Parallel computing

pmatmat functions

lazylinop.wip.parallel.pmatmat(L, method='thread', nworkers=None, use_matvec=False, **kwargs)

Frontend function to build a LazyLinOp parallelized version of L. Precisely, L.matmat/__matmul__ is parallelized according to the specified method.

This function implements the parallelization of the product L @ A proceeding alternatively as follows:

1. (use_matvec=False) Assign evenly blocks of columns of A to workers in order to compute the product by blocks in parallel using L pre-defined matmat.

2. (use_matvec=True) Define a parallelized matmat using L’s pre-defined matvec. Each worker makes a series of sequential calls to matvec in parallel to other workers. The matvec calls are made on A columns assigned to the worker as in 1.

Warning

Using the method 1 or 2 does not go without consequence on the computing performance. In most cases method 1 should be more efficient. This is the default method (use_matvec=False).

Args:
L: (LazyLinOp)

The operator to parallelize.

method: (str)
nworkers: (int)

The number of workers used for parallelization. Defaulty, the number of CPUs available on the system. This parameter is ignored for ‘mpi’ method (it is fixed externally by the mpiexec/mpirun command).

use_matvec: (bool)

If True the matvec function of L is used for parallelization otherwise only matmat is used.

**kwargs: (unpacked dict)

Specialized arguments corresponding to the method used.

Warning

For using pmatmat efficiently (i.e. without oversubscribing), the multithreading of underlying libraries should be disabled. Setting for example OMP_NUM_THREADS, MKL_NUM_THREADS or OPENBLAS_NUM_THREADS environment variables to ‘1’ (it must notably be done before importing numpy or other underlying library in start of your script). The variables to set depend on the LazyLinOp matmat/matvec being parallelized. In any doubt, all variables can be set to ‘1’. An alternative to environment variables is to use the threadpoolctl library.

Returns:

A specialized LazyLinOp that is able to compute the product L @ A in parallel according to the chosen method.

Example:
>>> # disable OpenMP before all things
>>> from os import environ
>>> environ['OMP_NUM_THREADS'] = '1'
>>> environ['MKL_NUM_THREADS'] = '1'
>>> environ['OPENBLAS_NUM_THREADS'] = '1'
>>> from lazylinop import aslazylinop
>>> from lazylinop.wip.parallel import pmatmat
>>> shape = (15, 20)
>>> import numpy as np
>>> M = np.random.rand(*shape)
>>> A = np.random.rand(shape[1], 32)
>>> L = aslazylinop(M)
>>> pL = pmatmat(L)
>>> # pL matmat is parallelized using default thread method
>>> LA = L @ A # seqential mul
>>> pLA = pL @ A # parallel mul
>>> np.allclose(pLA, LA)
True
>>> np.allclose(pLA, M @ A)
True
lazylinop.wip.parallel.pmatmat_multithread(L, nworkers=None, use_matvec=False)

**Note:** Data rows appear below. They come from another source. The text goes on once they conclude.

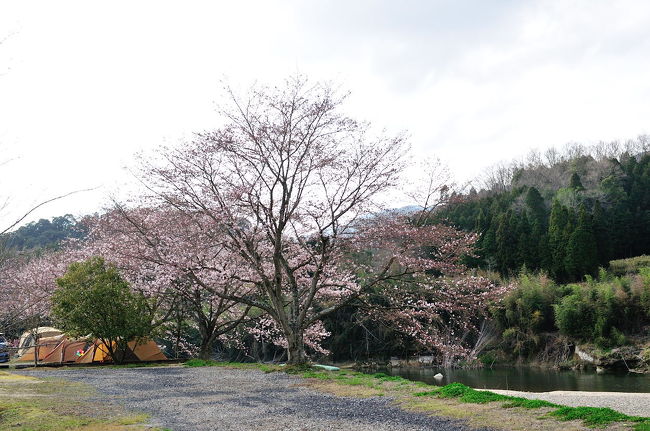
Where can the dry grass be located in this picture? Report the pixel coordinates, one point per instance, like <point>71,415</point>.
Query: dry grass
<point>28,403</point>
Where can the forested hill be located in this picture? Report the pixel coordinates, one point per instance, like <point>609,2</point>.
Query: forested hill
<point>566,215</point>
<point>44,233</point>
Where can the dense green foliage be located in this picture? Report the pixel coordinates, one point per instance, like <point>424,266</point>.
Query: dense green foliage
<point>601,310</point>
<point>551,219</point>
<point>44,233</point>
<point>92,298</point>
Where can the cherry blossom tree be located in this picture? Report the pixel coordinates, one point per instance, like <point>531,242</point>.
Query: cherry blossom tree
<point>293,187</point>
<point>161,254</point>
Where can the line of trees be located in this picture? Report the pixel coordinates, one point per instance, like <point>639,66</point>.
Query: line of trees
<point>584,213</point>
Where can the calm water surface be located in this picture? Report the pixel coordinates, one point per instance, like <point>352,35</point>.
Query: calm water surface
<point>530,379</point>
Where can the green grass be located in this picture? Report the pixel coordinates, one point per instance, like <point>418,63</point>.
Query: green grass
<point>591,416</point>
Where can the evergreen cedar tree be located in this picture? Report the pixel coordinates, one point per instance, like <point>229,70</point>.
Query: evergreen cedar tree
<point>567,230</point>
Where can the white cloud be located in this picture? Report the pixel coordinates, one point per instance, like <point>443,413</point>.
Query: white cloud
<point>83,86</point>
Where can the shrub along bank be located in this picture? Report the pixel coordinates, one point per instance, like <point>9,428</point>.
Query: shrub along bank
<point>540,320</point>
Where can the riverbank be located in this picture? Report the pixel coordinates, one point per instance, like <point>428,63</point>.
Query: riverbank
<point>261,397</point>
<point>243,398</point>
<point>633,404</point>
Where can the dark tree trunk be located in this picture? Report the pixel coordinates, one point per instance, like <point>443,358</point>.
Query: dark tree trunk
<point>206,348</point>
<point>296,348</point>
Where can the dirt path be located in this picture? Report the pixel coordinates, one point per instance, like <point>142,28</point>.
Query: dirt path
<point>215,398</point>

Implements pmatmat() using Python threads (threading package) for parallelization.

Warning

Please note that GIL can slow down significantly the computation depending on how L.matmat/matvec is implemented. In case GIL issues cannot be avoided you might use process-based methods of pmatmat().

Args:
L:

see pmatmat()

nworkers:

see pmatmat()

use_matvec:

see pmatmat()

Returns:

A thread parallelized LazyLinOp.

lazylinop.wip.parallel.pmatmat_multiprocess(L, nworkers=None, use_matvec=False, procs_created_once=False)

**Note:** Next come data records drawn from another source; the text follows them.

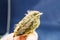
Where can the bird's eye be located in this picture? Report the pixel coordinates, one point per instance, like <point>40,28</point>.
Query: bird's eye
<point>35,14</point>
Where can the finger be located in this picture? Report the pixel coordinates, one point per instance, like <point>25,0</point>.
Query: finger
<point>20,38</point>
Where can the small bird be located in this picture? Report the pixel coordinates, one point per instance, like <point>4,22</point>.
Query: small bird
<point>28,24</point>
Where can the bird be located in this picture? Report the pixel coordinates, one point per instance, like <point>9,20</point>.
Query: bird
<point>28,24</point>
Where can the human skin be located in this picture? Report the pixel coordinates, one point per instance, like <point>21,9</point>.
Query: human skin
<point>32,36</point>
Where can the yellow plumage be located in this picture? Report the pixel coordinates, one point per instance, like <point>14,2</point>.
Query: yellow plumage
<point>28,24</point>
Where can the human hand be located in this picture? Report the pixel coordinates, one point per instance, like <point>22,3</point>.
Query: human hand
<point>32,36</point>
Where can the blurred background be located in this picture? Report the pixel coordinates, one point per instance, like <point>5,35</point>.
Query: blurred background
<point>50,20</point>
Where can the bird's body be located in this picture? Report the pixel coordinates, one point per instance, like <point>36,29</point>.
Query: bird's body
<point>28,24</point>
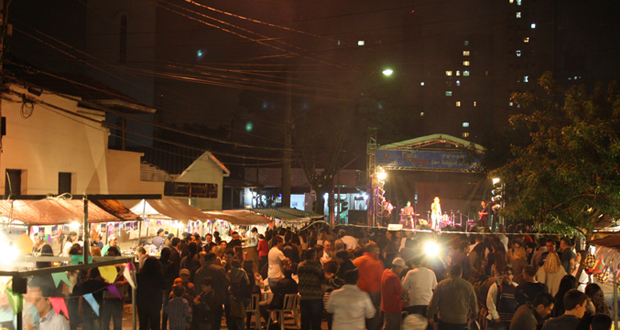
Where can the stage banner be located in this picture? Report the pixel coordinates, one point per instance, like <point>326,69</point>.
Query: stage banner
<point>424,160</point>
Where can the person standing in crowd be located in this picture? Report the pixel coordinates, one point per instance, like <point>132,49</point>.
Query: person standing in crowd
<point>530,315</point>
<point>112,242</point>
<point>455,300</point>
<point>149,294</point>
<point>419,283</point>
<point>311,279</point>
<point>551,272</point>
<point>391,291</point>
<point>575,303</point>
<point>501,301</point>
<point>568,255</point>
<point>159,240</point>
<point>527,291</point>
<point>370,273</point>
<point>350,305</point>
<point>276,261</point>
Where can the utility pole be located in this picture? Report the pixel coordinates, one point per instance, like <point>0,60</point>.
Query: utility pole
<point>288,131</point>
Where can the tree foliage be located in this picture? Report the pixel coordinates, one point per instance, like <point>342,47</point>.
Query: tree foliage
<point>568,176</point>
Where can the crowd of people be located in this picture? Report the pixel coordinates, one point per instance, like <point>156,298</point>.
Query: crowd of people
<point>346,278</point>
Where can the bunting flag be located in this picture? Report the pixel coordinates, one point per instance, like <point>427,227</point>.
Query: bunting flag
<point>76,259</point>
<point>130,274</point>
<point>59,305</point>
<point>93,303</point>
<point>58,277</point>
<point>16,300</point>
<point>113,290</point>
<point>108,273</point>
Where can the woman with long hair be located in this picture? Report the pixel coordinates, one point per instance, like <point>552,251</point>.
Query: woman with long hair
<point>551,273</point>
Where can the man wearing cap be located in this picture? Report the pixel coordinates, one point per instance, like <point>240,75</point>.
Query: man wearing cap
<point>159,240</point>
<point>391,291</point>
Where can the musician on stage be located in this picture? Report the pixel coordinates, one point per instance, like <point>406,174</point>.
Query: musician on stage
<point>483,214</point>
<point>435,214</point>
<point>408,213</point>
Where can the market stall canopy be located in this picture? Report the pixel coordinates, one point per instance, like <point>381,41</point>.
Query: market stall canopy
<point>52,211</point>
<point>117,209</point>
<point>170,208</point>
<point>288,214</point>
<point>238,217</point>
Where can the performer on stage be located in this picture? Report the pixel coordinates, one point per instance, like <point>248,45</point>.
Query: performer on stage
<point>483,214</point>
<point>435,214</point>
<point>408,214</point>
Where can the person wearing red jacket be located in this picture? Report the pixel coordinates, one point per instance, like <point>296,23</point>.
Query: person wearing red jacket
<point>370,273</point>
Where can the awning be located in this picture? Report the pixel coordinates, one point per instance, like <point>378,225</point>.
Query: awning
<point>117,209</point>
<point>238,217</point>
<point>170,208</point>
<point>52,211</point>
<point>288,214</point>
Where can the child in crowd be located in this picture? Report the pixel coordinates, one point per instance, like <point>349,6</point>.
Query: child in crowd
<point>178,310</point>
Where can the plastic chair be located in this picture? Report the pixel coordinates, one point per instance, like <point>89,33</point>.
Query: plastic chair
<point>254,310</point>
<point>290,305</point>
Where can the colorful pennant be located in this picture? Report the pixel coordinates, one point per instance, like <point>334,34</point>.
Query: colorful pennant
<point>58,277</point>
<point>93,303</point>
<point>108,273</point>
<point>59,305</point>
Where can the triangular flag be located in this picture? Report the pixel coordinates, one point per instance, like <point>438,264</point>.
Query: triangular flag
<point>76,259</point>
<point>16,300</point>
<point>130,274</point>
<point>59,305</point>
<point>93,303</point>
<point>108,273</point>
<point>113,290</point>
<point>58,277</point>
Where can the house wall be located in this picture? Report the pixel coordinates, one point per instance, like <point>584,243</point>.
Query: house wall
<point>205,170</point>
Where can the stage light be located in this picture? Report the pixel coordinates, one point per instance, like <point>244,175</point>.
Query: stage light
<point>431,249</point>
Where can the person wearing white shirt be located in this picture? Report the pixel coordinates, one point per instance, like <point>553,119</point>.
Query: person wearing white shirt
<point>350,305</point>
<point>419,284</point>
<point>276,261</point>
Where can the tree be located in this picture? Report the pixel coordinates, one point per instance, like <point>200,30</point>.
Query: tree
<point>568,176</point>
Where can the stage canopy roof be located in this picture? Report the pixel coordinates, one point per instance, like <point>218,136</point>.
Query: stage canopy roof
<point>288,214</point>
<point>54,211</point>
<point>238,217</point>
<point>170,208</point>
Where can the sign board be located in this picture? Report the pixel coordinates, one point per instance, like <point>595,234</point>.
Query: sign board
<point>422,159</point>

Implements pmatmat() using Python multiprocessing.

Args:
L:

see pmatmat()

nworkers:

see pmatmat()

use_matvec:

see pmatmat()

procs_created_once: (bool)

If True processes are created beforehand and then consume/compute multiplications on the fly. Otherwise (False) processes are created each time a multiplication is calculated. procs_created_once=True hardly outperforms False case because it needs to make IPC (Inter-Process Communication) to send slices of A (if we compute L @ A) to processes created beforehand. In case of procs_created_once=False A is auto-shared by process forking (without any copy) but the resulting slices of multiplication still imply a need for IPC.

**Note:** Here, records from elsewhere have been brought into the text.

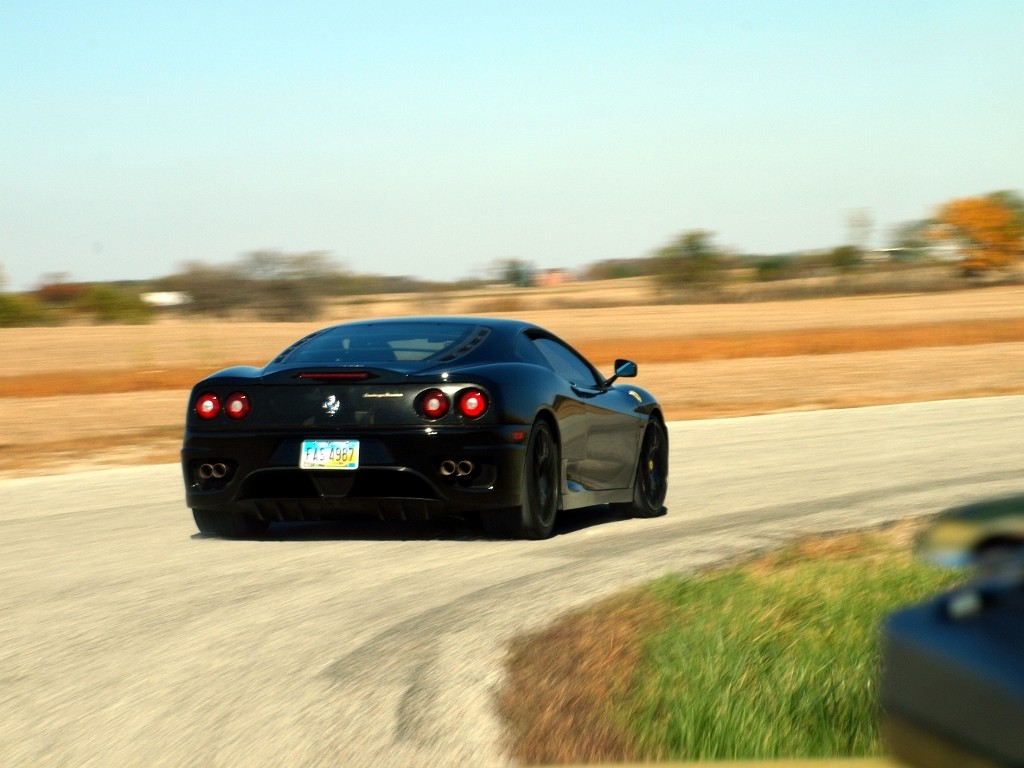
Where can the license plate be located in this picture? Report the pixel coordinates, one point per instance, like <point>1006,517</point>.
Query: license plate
<point>330,455</point>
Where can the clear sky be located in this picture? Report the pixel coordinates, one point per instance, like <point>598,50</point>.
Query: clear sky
<point>433,139</point>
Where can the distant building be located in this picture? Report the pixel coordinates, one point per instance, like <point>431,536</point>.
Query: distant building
<point>553,278</point>
<point>166,298</point>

lazylinop.wip.parallel.pmatmat_mpi(L, use_matvec=False, scatter_A=False)

Implements pmatmat() using MPI (mpi4py)

Note

Do not make confusion with MPILop which parallelizes by blocks of L rows (which must hence hide a full array). Besides, the function pmatmat_mpi should not be used to parallelize furthermore a MPILop.

Args:
L:

see pmatmat()

nworkers:

see pmatmat()

use_matvec:

see pmatmat()

scatter_A: (bool)

If True the array A is scattered to MPI slots/cores by slices from 0-rank MPI slot which should be the only one to know the full A. This represents an extra cost, that’s why the option is False by default.

MPILop operator

class lazylinop.wip.parallel.MPILop(*args, **kwargs)

Implements a LazyLinOp based on MPI to compute the multiplication (matmat and rmatmat).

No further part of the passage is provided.